On the night of 10-11 January 1941, some 153 aircraft dropped 140 tons of high explosive bombs and 40,000 incendiaries. 171 people were killed and 430 people injured. The German bombers were guided by beams which intersected over Southsea Common. At one stage there were 28 major fires and 2,314 separate fires in total. The Guildhall was gutted by an incendiary which lodged in a ventilation shaft, whilst the adjacent shopping centres in Commercial Road, Palmerston Road and Kings Road were destroyed. The FA Cup had to be dug out of the vault of a bank in Commercial Road.
This view, painted by Edward King in the immediate aftermath, shows the building from the side and rear with part of the original cupola missing – which was never replaced. At a glance the Guildhall looks relatively unscarred, and even majestic; it’s only the slivers of blue sky in amongst the stone columns that are a reminder that it is empty.

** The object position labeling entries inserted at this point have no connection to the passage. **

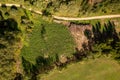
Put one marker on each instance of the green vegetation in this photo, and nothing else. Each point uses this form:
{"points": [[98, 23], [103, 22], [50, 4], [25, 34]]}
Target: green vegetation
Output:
{"points": [[45, 45], [72, 8], [48, 38], [94, 69]]}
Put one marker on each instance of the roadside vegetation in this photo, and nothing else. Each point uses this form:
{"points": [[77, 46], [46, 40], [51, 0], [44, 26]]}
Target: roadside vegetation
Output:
{"points": [[71, 8], [33, 47]]}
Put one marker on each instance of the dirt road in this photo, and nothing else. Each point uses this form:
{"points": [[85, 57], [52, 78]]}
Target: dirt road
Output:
{"points": [[66, 18]]}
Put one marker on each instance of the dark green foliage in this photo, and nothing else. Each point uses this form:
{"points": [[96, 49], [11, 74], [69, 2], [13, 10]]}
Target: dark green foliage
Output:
{"points": [[42, 65], [8, 38], [43, 31], [106, 40]]}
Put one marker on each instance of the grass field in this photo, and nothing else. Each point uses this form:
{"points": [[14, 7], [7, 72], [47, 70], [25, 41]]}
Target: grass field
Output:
{"points": [[98, 69], [57, 40]]}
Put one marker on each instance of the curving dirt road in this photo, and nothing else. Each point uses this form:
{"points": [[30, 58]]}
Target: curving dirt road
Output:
{"points": [[66, 18]]}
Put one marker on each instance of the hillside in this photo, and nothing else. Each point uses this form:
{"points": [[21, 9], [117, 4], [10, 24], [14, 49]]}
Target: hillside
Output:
{"points": [[59, 39]]}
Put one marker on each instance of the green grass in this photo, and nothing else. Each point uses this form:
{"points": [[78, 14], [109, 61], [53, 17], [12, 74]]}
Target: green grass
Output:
{"points": [[98, 69], [57, 40]]}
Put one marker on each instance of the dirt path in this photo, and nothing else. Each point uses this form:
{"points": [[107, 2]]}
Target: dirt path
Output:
{"points": [[66, 18]]}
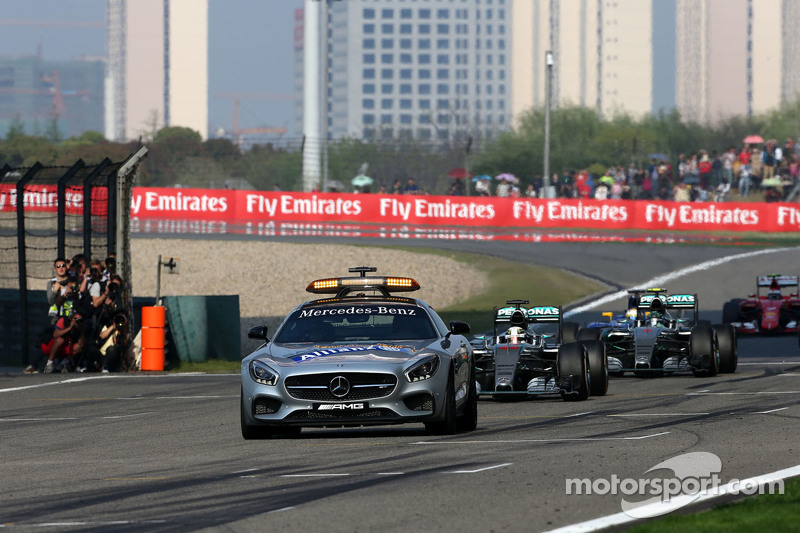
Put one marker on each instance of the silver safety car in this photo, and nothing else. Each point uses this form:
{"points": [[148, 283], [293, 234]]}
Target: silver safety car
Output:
{"points": [[362, 355]]}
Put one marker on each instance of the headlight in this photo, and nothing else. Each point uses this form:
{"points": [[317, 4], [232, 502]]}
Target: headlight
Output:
{"points": [[423, 369], [262, 374]]}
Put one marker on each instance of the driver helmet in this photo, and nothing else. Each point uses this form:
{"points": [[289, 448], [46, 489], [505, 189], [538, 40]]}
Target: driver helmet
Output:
{"points": [[655, 318], [515, 335]]}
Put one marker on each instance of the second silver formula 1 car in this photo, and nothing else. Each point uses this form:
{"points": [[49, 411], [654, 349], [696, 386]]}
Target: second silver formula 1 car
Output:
{"points": [[661, 333]]}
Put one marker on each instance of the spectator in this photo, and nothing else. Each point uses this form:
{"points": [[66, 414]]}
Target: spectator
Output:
{"points": [[744, 181], [66, 343], [411, 187]]}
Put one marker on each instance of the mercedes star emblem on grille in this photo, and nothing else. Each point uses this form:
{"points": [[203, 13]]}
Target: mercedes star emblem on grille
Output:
{"points": [[339, 386]]}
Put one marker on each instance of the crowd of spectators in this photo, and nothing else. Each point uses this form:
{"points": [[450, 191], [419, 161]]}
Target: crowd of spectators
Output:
{"points": [[88, 326]]}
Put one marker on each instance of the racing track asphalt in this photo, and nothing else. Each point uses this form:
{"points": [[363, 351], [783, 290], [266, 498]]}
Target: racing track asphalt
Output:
{"points": [[164, 453]]}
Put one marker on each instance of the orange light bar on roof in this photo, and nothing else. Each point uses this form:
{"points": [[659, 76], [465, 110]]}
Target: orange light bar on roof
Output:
{"points": [[391, 284]]}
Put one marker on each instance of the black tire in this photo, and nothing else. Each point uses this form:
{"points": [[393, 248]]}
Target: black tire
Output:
{"points": [[598, 367], [728, 349], [468, 421], [703, 348], [569, 332], [252, 432], [589, 334], [448, 425], [730, 311], [572, 362]]}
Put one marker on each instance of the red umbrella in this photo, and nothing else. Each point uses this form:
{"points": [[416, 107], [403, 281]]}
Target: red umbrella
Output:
{"points": [[459, 173]]}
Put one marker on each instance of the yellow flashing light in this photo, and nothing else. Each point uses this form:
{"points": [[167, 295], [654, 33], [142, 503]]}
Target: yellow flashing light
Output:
{"points": [[333, 285]]}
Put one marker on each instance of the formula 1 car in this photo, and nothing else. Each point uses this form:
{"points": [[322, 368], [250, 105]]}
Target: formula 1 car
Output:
{"points": [[362, 355], [533, 352], [773, 312], [660, 333]]}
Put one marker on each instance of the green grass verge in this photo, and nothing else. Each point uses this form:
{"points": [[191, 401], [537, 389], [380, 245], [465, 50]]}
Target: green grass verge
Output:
{"points": [[768, 512]]}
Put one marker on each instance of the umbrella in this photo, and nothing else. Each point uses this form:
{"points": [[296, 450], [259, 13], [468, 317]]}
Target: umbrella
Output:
{"points": [[361, 180], [459, 173], [771, 182]]}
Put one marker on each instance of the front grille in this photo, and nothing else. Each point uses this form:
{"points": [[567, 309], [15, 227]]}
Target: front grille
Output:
{"points": [[335, 415], [419, 402], [363, 386], [266, 406]]}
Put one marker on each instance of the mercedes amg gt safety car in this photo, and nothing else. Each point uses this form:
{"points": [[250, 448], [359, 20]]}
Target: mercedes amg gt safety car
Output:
{"points": [[661, 333], [533, 352], [362, 355], [773, 308]]}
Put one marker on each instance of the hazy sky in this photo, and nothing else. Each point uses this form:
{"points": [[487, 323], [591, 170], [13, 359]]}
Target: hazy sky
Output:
{"points": [[250, 49]]}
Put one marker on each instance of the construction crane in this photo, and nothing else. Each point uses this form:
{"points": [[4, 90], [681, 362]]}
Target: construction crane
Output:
{"points": [[54, 89], [239, 133]]}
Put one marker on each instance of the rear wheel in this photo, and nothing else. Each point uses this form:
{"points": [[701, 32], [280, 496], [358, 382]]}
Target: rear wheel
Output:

Edward King was commissioned by the Lord Mayor and Lady Mayoress to paint approximately 70 views across the city in the aftermath of the Blitz bombings. At this time Edward King was a permanent patient at St. James’ Hospital, where he lived for 26 years until his death in 1953. Prior to 1926 he had been a well-established artist, exhibiting regularly at the Royal Academy and making a steady income from illustrations for the Illustrated London News. During the late 1880s it is documented that van Gogh had been inspired by some of King’s sketches.
The WWII paintings by Edward King continue to provide an enduring insight into Portsmouth during the Blitz and have become an intrinsic historic document immortalising parts of the city that no longer exist. They also are a legacy to the man who became the unofficial war artist of Portsmouth.